Al enfocar la mirada en estos talleres desde una perspectiva no normativa, dimos cuenta de la variedad y complejidad de prácticas y lazos que allí se tejen, mostrando que aún en condiciones de existencia adversas, las personas —en este caso, los migrantes peruanos en un barrio de la ciudad de Córdoba — despliegan una serie de estrategias en pos de garantizar su reproducción social, familiar y comunitaria a partir de lazos de “vecindad”. Lazos que surgen desde y en virtud de un espacio en particular y común: el barrio. Y esto, como analizamos en el primer apartado, se relaciona estrechamente con el recorrido y la trayectoria de estas personas como migrantes.
Por último, entendemos que la comprensión del funcionamiento de estos talleres no sería acabada si no prestásemos atención a los sistemas económicos globales contemporáneos (Sassen, 2007 y 2015) y, particularmente, al sistema económico de la ciudad en especial. Los fenómenos que aquí analizamos deben problematizarse a la luz de la creciente precariedad e informalidad que caracterizan al mercado laboral del siglo XXI. Así, las prendas producidas a bajo costo —gracias a que se fabrican en un espacio signado por la informalidad y a través de una mano de obra “barata” — son consumidas en el centro de la ciudad y por personas de clases medias y acomodadas.

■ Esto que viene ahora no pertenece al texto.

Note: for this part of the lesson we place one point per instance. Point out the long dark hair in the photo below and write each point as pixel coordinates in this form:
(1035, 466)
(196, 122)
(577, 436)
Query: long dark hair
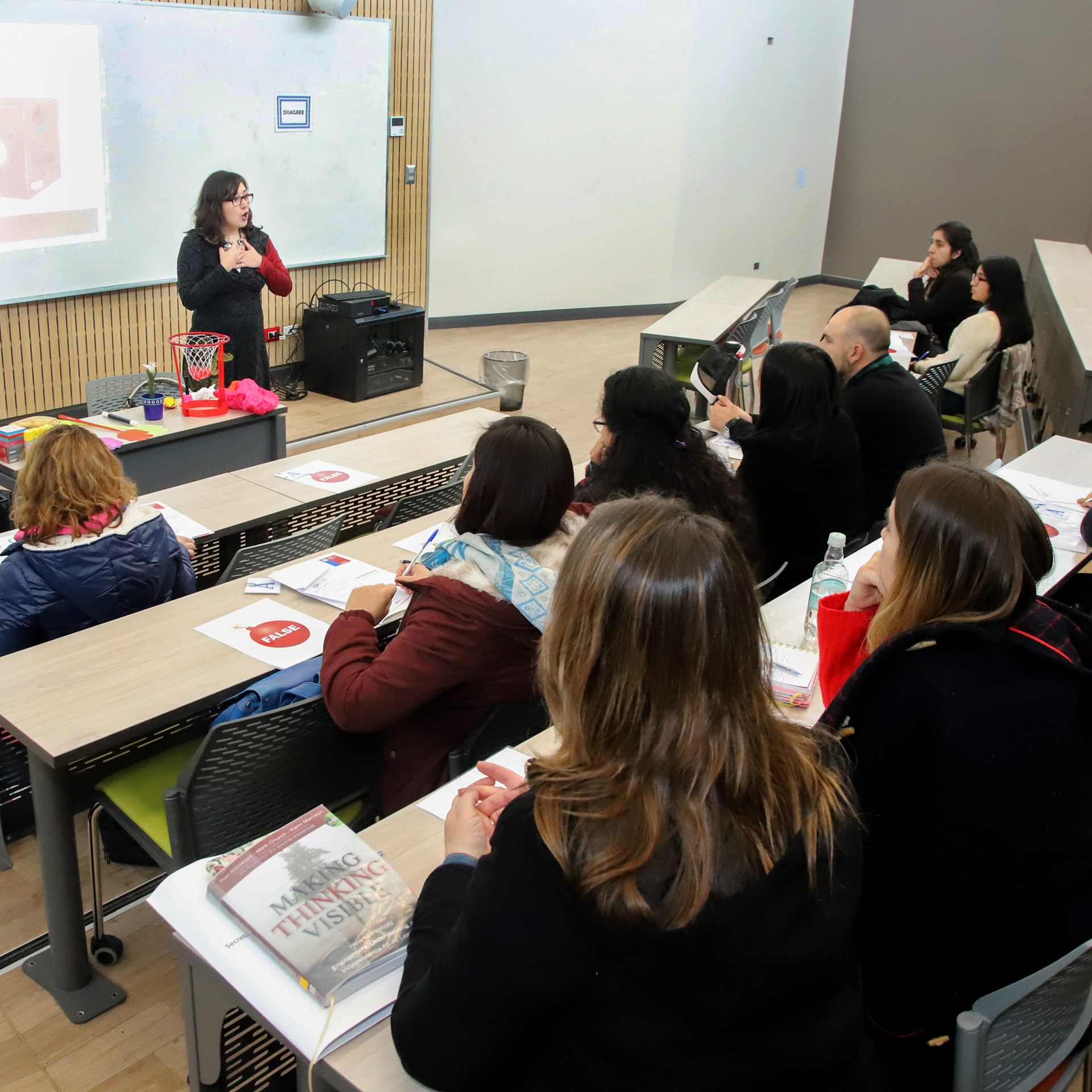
(1007, 300)
(521, 485)
(652, 667)
(655, 448)
(959, 238)
(970, 549)
(208, 216)
(800, 389)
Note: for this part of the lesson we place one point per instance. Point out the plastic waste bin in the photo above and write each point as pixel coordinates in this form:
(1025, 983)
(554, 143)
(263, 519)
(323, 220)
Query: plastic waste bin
(506, 371)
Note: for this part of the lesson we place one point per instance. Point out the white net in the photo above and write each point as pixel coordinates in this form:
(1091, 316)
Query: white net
(197, 357)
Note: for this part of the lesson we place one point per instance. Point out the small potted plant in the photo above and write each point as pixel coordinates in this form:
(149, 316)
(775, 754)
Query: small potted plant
(153, 402)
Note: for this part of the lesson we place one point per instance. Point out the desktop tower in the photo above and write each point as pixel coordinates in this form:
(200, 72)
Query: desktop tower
(30, 147)
(356, 358)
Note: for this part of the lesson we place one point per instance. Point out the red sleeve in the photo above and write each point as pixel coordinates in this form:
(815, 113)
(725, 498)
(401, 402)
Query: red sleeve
(369, 690)
(842, 648)
(278, 279)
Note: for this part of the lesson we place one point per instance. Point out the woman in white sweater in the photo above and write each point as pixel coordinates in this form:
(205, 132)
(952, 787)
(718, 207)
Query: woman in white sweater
(1003, 321)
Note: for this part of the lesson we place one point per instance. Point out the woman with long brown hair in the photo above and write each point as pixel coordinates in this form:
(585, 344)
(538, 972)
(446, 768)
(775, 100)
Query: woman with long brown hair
(669, 904)
(966, 704)
(84, 551)
(224, 263)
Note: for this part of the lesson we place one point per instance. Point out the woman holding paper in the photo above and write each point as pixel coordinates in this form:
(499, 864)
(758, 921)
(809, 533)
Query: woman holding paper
(471, 634)
(224, 263)
(669, 902)
(966, 705)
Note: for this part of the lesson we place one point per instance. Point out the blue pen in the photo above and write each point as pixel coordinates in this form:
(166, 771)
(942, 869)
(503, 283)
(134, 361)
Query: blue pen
(423, 548)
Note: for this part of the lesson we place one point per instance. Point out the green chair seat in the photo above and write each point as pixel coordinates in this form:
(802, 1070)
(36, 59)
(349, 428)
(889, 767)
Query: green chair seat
(138, 792)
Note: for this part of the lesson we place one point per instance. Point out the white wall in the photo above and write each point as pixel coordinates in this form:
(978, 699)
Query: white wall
(627, 151)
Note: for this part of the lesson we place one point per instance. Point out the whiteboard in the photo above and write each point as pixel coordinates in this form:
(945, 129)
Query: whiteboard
(114, 111)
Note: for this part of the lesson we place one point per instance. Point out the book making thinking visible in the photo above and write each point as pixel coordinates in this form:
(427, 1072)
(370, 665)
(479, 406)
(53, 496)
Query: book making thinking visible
(321, 901)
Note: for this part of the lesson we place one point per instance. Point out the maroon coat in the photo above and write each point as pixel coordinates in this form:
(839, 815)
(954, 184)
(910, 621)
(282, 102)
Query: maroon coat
(461, 653)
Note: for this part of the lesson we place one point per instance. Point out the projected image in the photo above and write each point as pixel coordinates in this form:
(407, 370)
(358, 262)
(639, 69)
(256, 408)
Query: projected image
(53, 185)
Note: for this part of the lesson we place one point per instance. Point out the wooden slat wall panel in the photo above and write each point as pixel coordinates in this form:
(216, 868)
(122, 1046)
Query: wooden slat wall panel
(49, 350)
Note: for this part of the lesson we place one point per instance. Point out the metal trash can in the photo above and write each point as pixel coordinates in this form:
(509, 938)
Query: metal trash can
(506, 371)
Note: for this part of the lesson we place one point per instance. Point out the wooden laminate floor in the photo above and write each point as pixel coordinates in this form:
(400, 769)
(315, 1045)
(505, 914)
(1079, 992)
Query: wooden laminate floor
(139, 1046)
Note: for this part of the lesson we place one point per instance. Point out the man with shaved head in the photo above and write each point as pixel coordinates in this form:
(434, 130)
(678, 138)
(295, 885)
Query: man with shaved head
(898, 426)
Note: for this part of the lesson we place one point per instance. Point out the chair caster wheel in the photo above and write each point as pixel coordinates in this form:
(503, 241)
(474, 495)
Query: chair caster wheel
(107, 950)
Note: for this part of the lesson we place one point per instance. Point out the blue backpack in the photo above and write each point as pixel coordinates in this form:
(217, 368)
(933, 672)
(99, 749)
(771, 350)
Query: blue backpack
(281, 688)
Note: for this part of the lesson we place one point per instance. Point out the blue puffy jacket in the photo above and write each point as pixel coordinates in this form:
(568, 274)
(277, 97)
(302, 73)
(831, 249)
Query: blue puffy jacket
(49, 590)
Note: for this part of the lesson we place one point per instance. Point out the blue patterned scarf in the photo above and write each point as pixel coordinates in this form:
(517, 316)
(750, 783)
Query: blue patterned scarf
(515, 573)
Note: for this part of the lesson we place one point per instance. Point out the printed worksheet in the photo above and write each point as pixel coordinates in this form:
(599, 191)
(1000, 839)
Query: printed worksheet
(180, 524)
(1057, 507)
(412, 544)
(328, 477)
(332, 578)
(438, 803)
(269, 631)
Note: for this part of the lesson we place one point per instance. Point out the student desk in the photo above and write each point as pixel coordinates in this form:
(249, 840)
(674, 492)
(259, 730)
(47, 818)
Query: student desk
(1061, 459)
(192, 447)
(82, 710)
(1060, 297)
(704, 319)
(412, 841)
(254, 505)
(892, 273)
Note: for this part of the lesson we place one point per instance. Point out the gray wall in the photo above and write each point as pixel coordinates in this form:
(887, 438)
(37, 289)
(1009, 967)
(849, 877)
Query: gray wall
(979, 110)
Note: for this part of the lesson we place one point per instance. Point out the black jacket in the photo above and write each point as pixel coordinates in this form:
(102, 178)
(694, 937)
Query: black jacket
(226, 303)
(802, 489)
(973, 764)
(947, 305)
(508, 974)
(898, 428)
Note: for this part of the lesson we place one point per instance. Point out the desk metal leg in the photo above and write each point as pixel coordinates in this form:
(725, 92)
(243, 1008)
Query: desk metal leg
(64, 969)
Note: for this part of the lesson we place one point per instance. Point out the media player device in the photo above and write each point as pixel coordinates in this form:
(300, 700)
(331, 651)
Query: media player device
(356, 358)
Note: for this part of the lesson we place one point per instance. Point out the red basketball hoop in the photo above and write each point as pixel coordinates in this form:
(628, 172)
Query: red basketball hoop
(199, 365)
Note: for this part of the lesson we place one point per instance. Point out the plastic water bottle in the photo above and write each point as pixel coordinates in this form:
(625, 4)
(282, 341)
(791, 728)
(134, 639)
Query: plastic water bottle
(830, 577)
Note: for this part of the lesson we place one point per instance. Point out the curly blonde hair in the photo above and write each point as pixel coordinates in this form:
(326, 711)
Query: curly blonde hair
(69, 477)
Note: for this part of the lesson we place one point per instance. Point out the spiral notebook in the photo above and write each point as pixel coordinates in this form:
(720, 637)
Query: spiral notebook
(793, 674)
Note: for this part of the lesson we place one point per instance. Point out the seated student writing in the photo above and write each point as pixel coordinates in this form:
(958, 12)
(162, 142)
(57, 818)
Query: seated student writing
(1004, 320)
(940, 291)
(85, 552)
(669, 904)
(802, 462)
(647, 444)
(471, 634)
(966, 701)
(897, 424)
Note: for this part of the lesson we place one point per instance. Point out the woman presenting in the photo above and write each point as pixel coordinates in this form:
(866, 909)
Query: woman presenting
(223, 264)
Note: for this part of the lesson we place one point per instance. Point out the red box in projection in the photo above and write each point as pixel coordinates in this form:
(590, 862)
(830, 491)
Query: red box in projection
(30, 147)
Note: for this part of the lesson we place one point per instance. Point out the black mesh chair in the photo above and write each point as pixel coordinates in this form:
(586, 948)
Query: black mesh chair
(245, 779)
(264, 555)
(934, 380)
(115, 392)
(980, 401)
(506, 726)
(1023, 1037)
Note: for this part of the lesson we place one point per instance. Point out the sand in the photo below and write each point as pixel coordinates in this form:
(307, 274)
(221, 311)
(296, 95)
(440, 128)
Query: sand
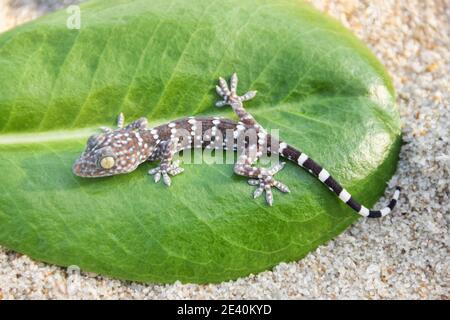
(402, 256)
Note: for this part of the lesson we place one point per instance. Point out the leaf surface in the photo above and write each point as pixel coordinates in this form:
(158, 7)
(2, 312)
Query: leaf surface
(317, 84)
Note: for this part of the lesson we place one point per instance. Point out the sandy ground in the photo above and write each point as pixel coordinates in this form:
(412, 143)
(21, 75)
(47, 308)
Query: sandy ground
(405, 255)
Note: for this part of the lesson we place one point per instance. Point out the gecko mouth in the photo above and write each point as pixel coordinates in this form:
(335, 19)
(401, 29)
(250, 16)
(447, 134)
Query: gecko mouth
(83, 168)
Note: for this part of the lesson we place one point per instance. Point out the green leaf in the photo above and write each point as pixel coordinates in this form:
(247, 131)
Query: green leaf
(317, 84)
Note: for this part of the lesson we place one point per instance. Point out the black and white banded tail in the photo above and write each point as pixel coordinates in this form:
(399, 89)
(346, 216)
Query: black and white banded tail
(324, 176)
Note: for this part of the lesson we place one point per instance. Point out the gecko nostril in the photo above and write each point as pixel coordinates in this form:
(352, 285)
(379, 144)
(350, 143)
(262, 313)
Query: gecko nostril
(76, 168)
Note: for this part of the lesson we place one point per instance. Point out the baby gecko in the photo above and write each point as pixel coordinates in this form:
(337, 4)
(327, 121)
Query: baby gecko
(123, 149)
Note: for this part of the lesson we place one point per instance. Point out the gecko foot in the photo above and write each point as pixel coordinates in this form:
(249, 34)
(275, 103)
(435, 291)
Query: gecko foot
(266, 182)
(164, 171)
(229, 94)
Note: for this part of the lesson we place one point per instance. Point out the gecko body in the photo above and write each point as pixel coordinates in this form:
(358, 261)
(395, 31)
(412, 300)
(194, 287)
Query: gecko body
(122, 150)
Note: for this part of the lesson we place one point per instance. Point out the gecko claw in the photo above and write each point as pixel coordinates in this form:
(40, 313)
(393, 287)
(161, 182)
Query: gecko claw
(172, 170)
(229, 94)
(265, 184)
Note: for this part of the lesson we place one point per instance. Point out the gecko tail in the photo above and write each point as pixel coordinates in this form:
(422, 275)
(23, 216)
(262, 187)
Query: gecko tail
(324, 176)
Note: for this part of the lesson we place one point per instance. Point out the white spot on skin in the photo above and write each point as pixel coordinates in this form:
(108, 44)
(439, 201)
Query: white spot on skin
(363, 211)
(344, 195)
(323, 175)
(385, 211)
(283, 146)
(301, 160)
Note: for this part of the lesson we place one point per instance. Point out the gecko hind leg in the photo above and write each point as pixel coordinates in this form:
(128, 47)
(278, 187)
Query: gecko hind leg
(260, 177)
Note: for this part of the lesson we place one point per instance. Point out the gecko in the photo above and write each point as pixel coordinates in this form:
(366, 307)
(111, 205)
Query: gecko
(122, 150)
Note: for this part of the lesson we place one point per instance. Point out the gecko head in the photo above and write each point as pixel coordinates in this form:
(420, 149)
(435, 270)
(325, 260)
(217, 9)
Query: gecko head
(108, 154)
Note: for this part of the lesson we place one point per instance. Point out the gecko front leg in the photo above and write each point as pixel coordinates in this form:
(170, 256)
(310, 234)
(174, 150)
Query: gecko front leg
(166, 151)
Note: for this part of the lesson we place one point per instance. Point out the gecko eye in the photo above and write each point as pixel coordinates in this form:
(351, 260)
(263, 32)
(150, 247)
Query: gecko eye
(107, 162)
(95, 140)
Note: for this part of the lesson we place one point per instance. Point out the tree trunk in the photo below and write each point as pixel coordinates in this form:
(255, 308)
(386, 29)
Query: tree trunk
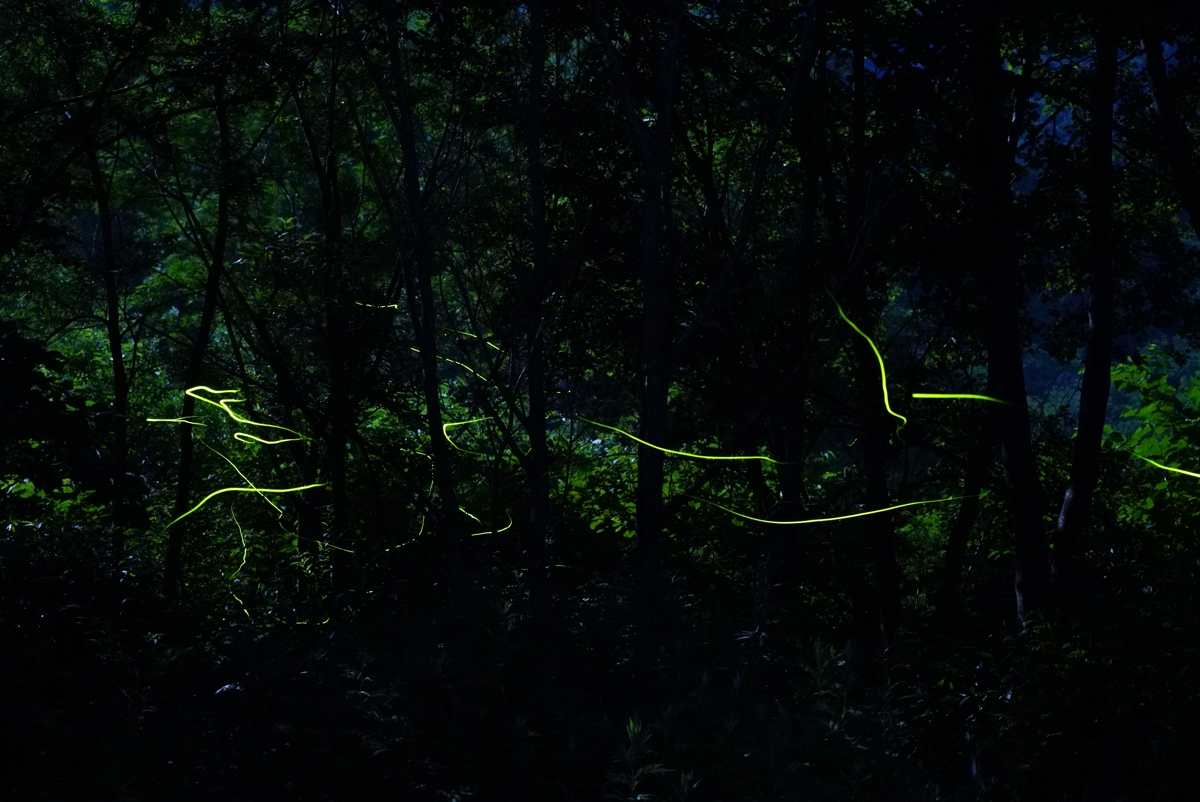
(419, 291)
(653, 149)
(117, 355)
(1175, 142)
(969, 512)
(215, 262)
(534, 287)
(1093, 397)
(989, 171)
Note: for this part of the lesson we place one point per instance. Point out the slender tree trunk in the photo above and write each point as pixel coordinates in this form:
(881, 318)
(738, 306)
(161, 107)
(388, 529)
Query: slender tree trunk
(657, 346)
(117, 355)
(337, 342)
(1175, 142)
(964, 521)
(534, 293)
(419, 291)
(1093, 397)
(215, 263)
(989, 171)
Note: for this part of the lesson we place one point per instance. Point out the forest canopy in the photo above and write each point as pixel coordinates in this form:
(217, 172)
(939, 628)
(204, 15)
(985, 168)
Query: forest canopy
(719, 400)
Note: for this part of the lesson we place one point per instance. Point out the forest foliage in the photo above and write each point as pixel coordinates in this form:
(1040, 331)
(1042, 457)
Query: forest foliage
(571, 400)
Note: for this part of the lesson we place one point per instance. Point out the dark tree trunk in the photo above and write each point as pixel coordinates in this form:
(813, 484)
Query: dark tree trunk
(419, 270)
(1093, 397)
(989, 172)
(339, 343)
(964, 521)
(120, 453)
(1174, 141)
(534, 288)
(657, 346)
(215, 262)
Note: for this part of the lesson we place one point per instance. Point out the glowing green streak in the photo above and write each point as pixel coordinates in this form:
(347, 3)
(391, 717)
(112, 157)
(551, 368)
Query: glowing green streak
(243, 490)
(222, 405)
(455, 361)
(244, 477)
(822, 520)
(475, 336)
(445, 432)
(378, 305)
(960, 395)
(475, 534)
(245, 550)
(1164, 467)
(690, 456)
(883, 375)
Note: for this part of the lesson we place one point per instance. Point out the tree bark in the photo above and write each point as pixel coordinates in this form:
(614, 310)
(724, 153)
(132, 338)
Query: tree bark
(418, 271)
(120, 454)
(657, 346)
(1093, 396)
(534, 287)
(964, 521)
(989, 171)
(215, 262)
(1175, 142)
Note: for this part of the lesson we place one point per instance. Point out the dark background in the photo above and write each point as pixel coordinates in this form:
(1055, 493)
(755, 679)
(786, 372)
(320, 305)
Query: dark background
(361, 366)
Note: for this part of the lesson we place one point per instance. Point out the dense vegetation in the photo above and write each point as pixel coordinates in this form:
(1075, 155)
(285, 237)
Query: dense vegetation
(733, 400)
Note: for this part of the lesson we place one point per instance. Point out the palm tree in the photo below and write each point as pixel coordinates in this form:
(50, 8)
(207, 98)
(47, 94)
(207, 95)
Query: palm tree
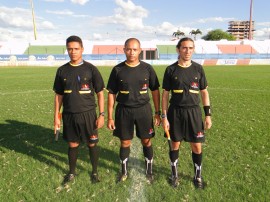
(195, 32)
(178, 33)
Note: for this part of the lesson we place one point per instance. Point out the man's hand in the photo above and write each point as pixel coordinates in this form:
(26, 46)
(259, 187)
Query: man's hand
(207, 122)
(110, 124)
(100, 122)
(157, 120)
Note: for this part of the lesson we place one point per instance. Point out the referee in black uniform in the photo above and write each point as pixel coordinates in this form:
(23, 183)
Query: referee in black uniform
(186, 80)
(129, 84)
(75, 86)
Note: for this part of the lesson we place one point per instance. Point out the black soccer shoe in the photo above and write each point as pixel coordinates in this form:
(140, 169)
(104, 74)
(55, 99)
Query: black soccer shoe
(198, 183)
(174, 181)
(150, 178)
(95, 178)
(69, 178)
(122, 178)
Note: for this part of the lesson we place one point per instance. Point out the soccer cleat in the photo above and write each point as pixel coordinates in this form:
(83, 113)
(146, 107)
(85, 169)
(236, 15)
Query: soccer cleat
(68, 178)
(198, 183)
(150, 178)
(95, 178)
(122, 178)
(174, 181)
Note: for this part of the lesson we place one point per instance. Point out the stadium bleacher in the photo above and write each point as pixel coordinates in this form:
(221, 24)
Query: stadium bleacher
(209, 52)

Si bien en este artículo no hemos ahondado en profundidad sobre estos temas, sería interesante poder rastrear en futuras investigaciones el recorrido de esas prendas desde su producción hasta su consumo. Esto nos hablaría probablemente de las múltiples y variadas formas en que la ciudad se conecta, se relaciona e interactúa, reproduciendo —pero también contestando y desafiando — las desigualdades.